# Sex during Menstrual Period



## Nameo (Jul 11, 2011)

Is it a good thing to have sex during menstruation?


----------



## Enchantment (May 11, 2011)

It's really just a matter of personal preference.

There's nothing wrong or weird about you if you don't mind doing it during a woman's period, nor is there anything wrong or weird about you if you do mind. 

For some women, a period can be a very uncomfortable and even painful time. And yet other women can have revved libidoes during that time. For others, intercourse and orgasm may help the pain and cramps - and for others - not so much. For some that 'time of the month' makes them feel bloated, out of sorts, tired, and unattractive. So, it really depends a lot upon how the woman feels during her cycle.

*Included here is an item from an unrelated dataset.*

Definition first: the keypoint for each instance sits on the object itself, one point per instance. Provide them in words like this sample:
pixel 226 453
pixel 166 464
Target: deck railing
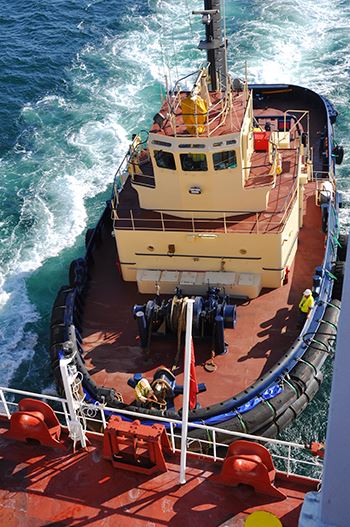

I used to have relatively comfortable, light periods and it was easy to engage in intercourse during them, but then I hit my 40's and the flood gates opened so to speak and there's a lot of cramping now, so it is not so comfortable during anymore. So, comfort level can even change over time in the same individual. 

And there are a lot of ways to have sex that don't involve PIV, and many of those ways are fun to explore during that time if both feel up to it. 

Sex and Menstruation - Sexual Health - EverydayHealth.com

Best wishes.


----------



## HappyAtLast (Jan 25, 2010)

Enchantment said:


> It's really just a matter of personal preference.
> 
> There's nothing wrong or weird about you if you don't mind doing it during a woman's period, nor is there anything wrong or weird about you if you do mind.
> 
> ...


:iagree: Some people refer to it as doing the backstroke.


----------



## that_girl (Jul 6, 2011)

We don't care if I'm on my period, except for the first day when it's just too messy.

Get a dark towel and have fun!


----------



## Zzyzx (Aug 24, 2011)

Dark towels. That brings back memories. Nowadays I don't care much one way or the other. If she's in the mood regardless of time of month, I'm game. But when I was younger, I used to really enjoy making it with a girl in her period. Messy as heck, but that was part of the fun. But of course, that girl was a bit unique in that she did enjoy it during her period; most of my experience has been that women generally don't like to go there. And yes cramps do affect the mood a lot. My ex used to have to take Advil for a day or two during this time. Definitely no one size fits all...


----------



## SepticChange (Aug 21, 2011)

I've done it before and had no problem with it. It eased my cramps. Plus it's extra lube!


----------



## Jellybeans (Mar 8, 2011)

I will do it but w a condom. I'm not a fan of blood. Lol. If my period is really heavy, I don't want to.Women are hornier during their period and that's a biological fact.
_Posted via Mobile Device_


----------



## Almostrecovered (Jul 14, 2011)

Tastes like rusty coins
_Posted via Mobile Device_


----------



## TallJeff (Nov 1, 2011)

that_girl said:


> We don't care if I'm on my period, except for the first day when it's just too messy.
> 
> Get a dark towel and have fun!


Ditto


----------



## square1 (Oct 31, 2011)

My husband and i have done it on my period, although not in a long long time. I wasnt opposed to it. But the first time he suggested it I was like "you wanna do what on my what? Weirdo." 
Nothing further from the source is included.